Atualizado: 12 de set. de 2021

O novo coronavirus evidencia um problema brasileiro tão antigo


Por Luísa Osik Lehmann*



Crédito: Reprodução/Instagram/@tonidagostinho (editada)


Todos os cenários se agravam durante uma crise e não seria diferente na crise da pandemia do novo coronavírus, com as desigualdades sociais e econômicas vigentes dentro do país. Diante do nosso legado mal resolvido com antecedentes históricos, combinados com a exploração de um sistema econômico altamente desigual, o vírus cria um cenário em que algumas parcelas da sociedade são mais prejudicadas que outras, como: a ampla gama de trabalhadores informais dependendo de uma renda básica “dada” pelo Estado para comer e os habitantes das periferias sendo desproporcionalmente mais expostos aos riscos do Covid-19.

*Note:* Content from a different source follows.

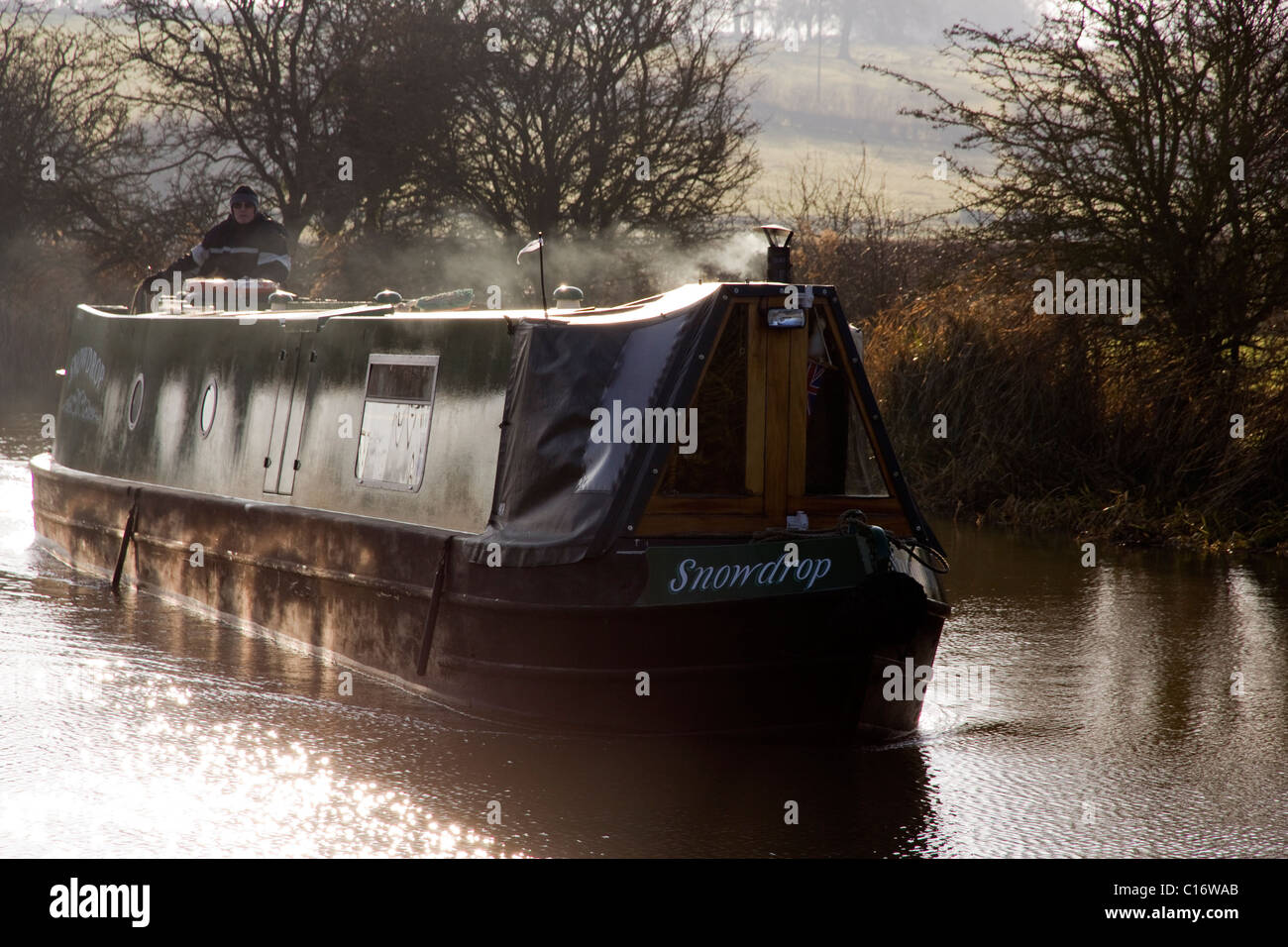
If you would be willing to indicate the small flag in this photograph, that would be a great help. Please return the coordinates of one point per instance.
(532, 245)
(814, 382)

A precarização das relações trabalhistas atenuadas tanto com a reforma da CLT (feita em 2017) quanto com o aumento da chamada “uberização” do trabalho resulta em uma vasta gama de trabalhadores informais que, segundo os dados da Pesquisa Nacional por Amostra de Domicílios (PNAD) realizada pelo IBGE, chegou a 41,3% (de trabalhadores informais na população ocupada do Brasil). Esses não receberam nenhum auxílio das empresas pelas quais dedicam seus dias (e às vezes noites) e, desse modo, percebe-se que há uma relação entre a precarização e a grande quantidade de trabalhadores diante de um estado de crise por causa da pandemia.

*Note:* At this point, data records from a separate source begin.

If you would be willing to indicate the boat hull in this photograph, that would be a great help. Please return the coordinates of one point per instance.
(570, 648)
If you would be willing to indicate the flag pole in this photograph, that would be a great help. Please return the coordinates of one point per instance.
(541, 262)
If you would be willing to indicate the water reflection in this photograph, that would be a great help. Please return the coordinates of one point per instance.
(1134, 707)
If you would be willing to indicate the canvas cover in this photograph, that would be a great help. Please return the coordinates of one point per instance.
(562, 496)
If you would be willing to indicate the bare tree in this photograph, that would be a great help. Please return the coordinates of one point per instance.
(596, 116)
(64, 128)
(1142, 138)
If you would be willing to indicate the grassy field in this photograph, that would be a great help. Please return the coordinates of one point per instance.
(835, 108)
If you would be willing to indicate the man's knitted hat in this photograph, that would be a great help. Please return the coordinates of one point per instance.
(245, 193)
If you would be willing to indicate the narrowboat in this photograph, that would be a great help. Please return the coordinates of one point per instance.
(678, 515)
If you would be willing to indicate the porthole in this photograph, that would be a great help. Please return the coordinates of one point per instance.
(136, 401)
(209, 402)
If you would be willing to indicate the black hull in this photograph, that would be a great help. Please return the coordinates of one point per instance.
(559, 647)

Recomendações como medidas de higiene pessoal, confinamento e evitar aglomerações podem até parecer medidas simples, mas não são fáceis na realidade de moradores da periferia onde os imóveis têm um tamanho reduzido, com pouca ventilação, sem saneamento básico e onde muitas vezes o acesso à água se dá de forma irregular. O que se vê é que pandemias não são democráticas, pois em uma sociedade em que tantas desigualdades estruturais se fazem presentes, jogam-se pessoas para longe de um acolhimento social em momentos como esse e se coloca a grande população em um único parâmetro, mesmo nem todos tendo acesso igual a informações ou até a artigos de higiene pessoal.


Diante disso, surge um questionamento: em um país onde parte das pessoas não tem comida na mesa (com dados do estudo “Fome no Mundo” realizado pela ONU, em que 5,2 milhões de brasileiros estão em estado de subnutrição), como iremos exigir que as pessoas entendam a necessidade de uma quarentena, justificando que isso é em nome de um suposto bem comum? Para muitos, ficar sem sair para trabalhar significa enfrentar a fome dentro de casa e não existe a possibilidade de isolar alguém infectado quando o número de moradores excede o número de cômodos.


Portanto, evidencia-se que a parte mais frágil da sociedade continua sendo a maior vítima das fatalidades. Não estamos todos no mesmo barco: enquanto existem transatlânticos, existem também náufragos agarrados em troncos no meio da correnteza.


* Aluna do primeiro ano diurno do curso de Relações Internacionais na Universidade Positivo (2020).


(Texto originalmente publicado em 23 de abril de 2020)


Referências

SLEE, Tom. Uberização: a nova onda do trabalho precarizado. Editora Elefante, 2018.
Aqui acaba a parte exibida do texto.